We’ve all heard consistent cardio and weight lifting can lead to weight loss, reduce the risk of health problems such as diabetes and cardiovascular disease and can strengthen your muscles to achieve that ‘Arnold’ like body you’ve been dreaming of.


However, did you know exercise has been proven to improve mild to moderate depression?

Depression affects approximately 19 million adults each year and while there are prescription medicines to treat this common disease, many people look for treatments other than antidepressants.


One study divided 156 men and women with depression into three groups.

  • The first group took aerobics.

  • The second group was prescribed Zoloft.

  • The third group took both.

After 16 weeks, it was found approximately 60%-70% of the people in all three of the groups could no longer be classified as suffering from major depression.


After six months, researchers followed up the study with 133 of the original 156 men and women. They found those who continued with a regular exercise regimen were less likely to relapse into depression and the beneficial effects of exercising were discovered to have lasted longer than the effects of using antidepressants!

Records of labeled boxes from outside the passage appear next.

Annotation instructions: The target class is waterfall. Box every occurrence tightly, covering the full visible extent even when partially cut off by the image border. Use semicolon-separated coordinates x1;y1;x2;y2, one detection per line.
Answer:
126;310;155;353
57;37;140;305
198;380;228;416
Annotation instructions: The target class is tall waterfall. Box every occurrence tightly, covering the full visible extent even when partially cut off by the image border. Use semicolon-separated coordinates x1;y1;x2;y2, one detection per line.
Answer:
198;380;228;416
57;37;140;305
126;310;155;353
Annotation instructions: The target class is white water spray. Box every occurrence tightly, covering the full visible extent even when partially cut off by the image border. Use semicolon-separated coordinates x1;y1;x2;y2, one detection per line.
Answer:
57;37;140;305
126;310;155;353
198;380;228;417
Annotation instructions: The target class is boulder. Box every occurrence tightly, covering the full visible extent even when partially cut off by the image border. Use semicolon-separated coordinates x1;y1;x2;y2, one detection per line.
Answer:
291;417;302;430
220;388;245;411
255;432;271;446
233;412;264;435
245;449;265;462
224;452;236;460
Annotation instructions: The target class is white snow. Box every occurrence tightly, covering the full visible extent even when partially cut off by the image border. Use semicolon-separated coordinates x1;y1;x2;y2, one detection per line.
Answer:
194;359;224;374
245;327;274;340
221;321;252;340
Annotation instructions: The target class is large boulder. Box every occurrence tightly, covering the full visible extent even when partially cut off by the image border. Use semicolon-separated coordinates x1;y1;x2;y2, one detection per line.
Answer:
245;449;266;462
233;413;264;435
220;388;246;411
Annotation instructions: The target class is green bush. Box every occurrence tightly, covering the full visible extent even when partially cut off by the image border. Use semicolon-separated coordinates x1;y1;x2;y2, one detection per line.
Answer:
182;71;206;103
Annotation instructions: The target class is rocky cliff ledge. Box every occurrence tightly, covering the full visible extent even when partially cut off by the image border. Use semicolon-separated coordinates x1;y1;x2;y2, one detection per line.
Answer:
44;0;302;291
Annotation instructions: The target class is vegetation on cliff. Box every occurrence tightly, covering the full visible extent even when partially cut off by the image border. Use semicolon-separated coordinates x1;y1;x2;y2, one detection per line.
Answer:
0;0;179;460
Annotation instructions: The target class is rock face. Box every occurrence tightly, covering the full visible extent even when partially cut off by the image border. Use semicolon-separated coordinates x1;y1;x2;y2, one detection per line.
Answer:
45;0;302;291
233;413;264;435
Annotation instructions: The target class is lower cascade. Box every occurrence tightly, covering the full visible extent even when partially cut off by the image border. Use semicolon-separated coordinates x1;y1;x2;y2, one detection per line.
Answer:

In 2005, a study concluded speed walking for approximately 35 minutes a day or 60 minutes a day three times a week, had a substantial influence on depression symptoms (Note: This particular study and workout time was calculated for those weighing around 150 pounds).



Working up a sweat can increase a chemical called norepinephrine, which moderates the brain’s response to stress. Exercising also releases endorphins that create feelings of euphoria and joy. These chemicals are known to directly improve your mood and improve your body’s immunity.



So why not try a 30-minute jog outside or gym session to boost your self-esteem and reduce some stress? If you can feel and look good while attaining good mental health, it sounds like a win-win in my book.